Executive Search: Art or Science ?

Executive Search is people business. Search consultants who stress the use of "scientific methods" give the activity and its practitioner the appearance to be objective, factual and reliable, while de facto they reduce overall the overall reliability of the enterprise.

I know an Executive Search consultant who pitches her  competitive differentiator to be a batch of sophisticated psychological tests, leading to the depiction of a "profile" that matches the particular need of the client. All is presented in fancy PowerPoint slides and brochures.

After hearing her pitch you almost believe assesment is the most important element in the process, as this is where she can apply her tests, which is what she obviously knows most about.

Now how do you test in order to distinguish a CFO with fund raising experience from a CFO with operational experience, or how to determine if an Sales Director will be successful in enterprise or consumer business? Right, one need to understand the role, position and personality profile indepth, and then search to find the right individuals all before a test can be administered.

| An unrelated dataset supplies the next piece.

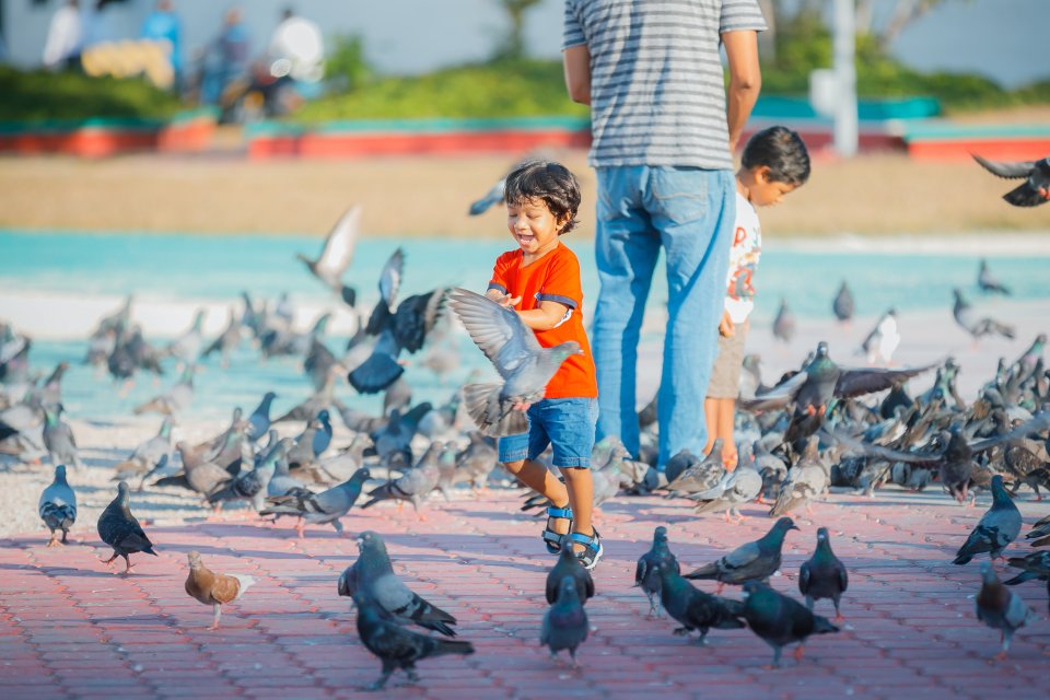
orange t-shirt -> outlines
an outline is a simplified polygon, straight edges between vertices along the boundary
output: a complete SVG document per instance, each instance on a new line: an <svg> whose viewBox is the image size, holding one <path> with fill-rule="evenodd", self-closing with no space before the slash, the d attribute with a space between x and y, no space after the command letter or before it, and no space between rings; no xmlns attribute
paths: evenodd
<svg viewBox="0 0 1050 700"><path fill-rule="evenodd" d="M558 302L569 307L565 317L550 330L536 330L536 340L544 348L575 340L583 354L571 355L561 363L547 384L544 398L595 398L598 383L594 375L594 357L583 329L583 288L580 284L580 262L575 254L559 243L558 247L530 265L522 265L521 249L508 250L495 259L489 289L511 296L521 296L515 308L539 308L544 301Z"/></svg>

My experience with that consultant was that a placement done on such extensive profile testing turned out to be a complete dud. In another case where this consultant argued strongly against a hire, due to a bad performance on the applied "tests", the particular individual is today successfuly managing a large pan-European business unit for a US multinational. Before testing, one must know what to test for, and no test can figure that out.

The following analogy makes the relevance of "science" and "testing" clear. The scientific analysis of a book can only cover its physical and chemical properties, like the composition of the pages, or of the ink  the text was written in; probably the furthest it can go is a statistical analysis of the signs or letters on the pages.  Science cannot capture symbolic and institutional meaning. Therefore science cannot distinguish if Hamlet is about a brawl in a strip tease club in Bangkok, or a thematic exploration of treachery, revenge, incest, and moral corruption in medieval Denmark. In order to find out what Hamlet is about, one needs to read and properly interpret the story. One cannot test a discourse for its meaning.

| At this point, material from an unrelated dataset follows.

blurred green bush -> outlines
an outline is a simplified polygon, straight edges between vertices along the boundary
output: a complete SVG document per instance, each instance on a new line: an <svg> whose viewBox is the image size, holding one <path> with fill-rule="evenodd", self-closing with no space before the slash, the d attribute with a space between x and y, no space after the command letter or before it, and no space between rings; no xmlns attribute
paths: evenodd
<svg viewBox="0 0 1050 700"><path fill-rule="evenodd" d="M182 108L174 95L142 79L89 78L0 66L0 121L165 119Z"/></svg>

The same applies to executive search. As it is a business about and for people, science will be of little help throughout most of the process. Psychological tests will help only confirming or broadening previous assessments of candidates, and can shine a light on personality issues that might have been overlooked. Still, their usefullness is questionable, as they cannot predict performance of a candidate in future employment.

Therefore much of executive search is pure art: practice and hard work undoubtedly makes better. The proof of the art succesfully applied consists off the stuff tests can't figure out, either predict: satisfied clients and candidates.